Directed by: John Whitesell
Starring: Martin Lawrence, Nia Long, Zachary Levi, Kat Dennings
I never saw the original Big Momma's House, and I can safely say that the likelihood of my having seen its sequel if I hadn't been reviewing it is marginally less than the probability of my mounting a Himalayan expedition in search of the yeti.
The film follows in the footsteps of Martin Lawrence's last opus, Rebound, which is to say that it's part of the new-and-improved Lawrence -- the clean, sober, tug-at-the-heart-strings model. This isn't an entirely bad thing, since the old Martin Lawrence always struck me as more sleazy than funny or edgy, but this change nonetheless feels even more phony here than it did in Rebound. Maybe it's the incompatibility of the feel-good formula at work here with the more leering aspects of Lawrence's brand of humor -- a great deal of which appears to be predicated on the idea of a grown man being reduced to a gibbering idiot by the sight of bare bosoms or the idea of hot woman-on-woman action.
Of course, this being PG-13 Lawrence, we never actually see any of this, but are simply treated to the prospect of it -- like a dirty joke minus the punch line. This kind of thing had, as we say down home, already molded and haired-over when Bob Hope was painfully trying to be "with it" 40-plus years ago. In the case of Lawrence, however, implication is perhaps preferable to the actual depiction of hot rat-on-rat action we were treated to in Bad Boys II. So this could be a blessing in disguise.

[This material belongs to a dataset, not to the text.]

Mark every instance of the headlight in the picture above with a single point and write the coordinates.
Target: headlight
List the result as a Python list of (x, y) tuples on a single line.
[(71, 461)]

The main reason Big Momma's House 2 doesn't work, though, is that it's simply bereft of ideas and characters. The script pretends there are characters, but they're generic to the point of invisibility. The bad guys are just that -- bad guys. The other FBI agents are just that -- FBI agents. The family for whom Lawrence is playing nanny is just a collection of types whose motives are never even hinted at. And so on. Everyone other than Lawrence threatens to evaporate because they're all nonentities for the star to react to and nothing more. So it's finally nothing but all-Lawrence all the time, and there's not a lot more to the movie than the basic idea that Lawrence as an obese old lady is intrinsically funny. Rated PG-13 for some sexual humor and a humorous drug reference.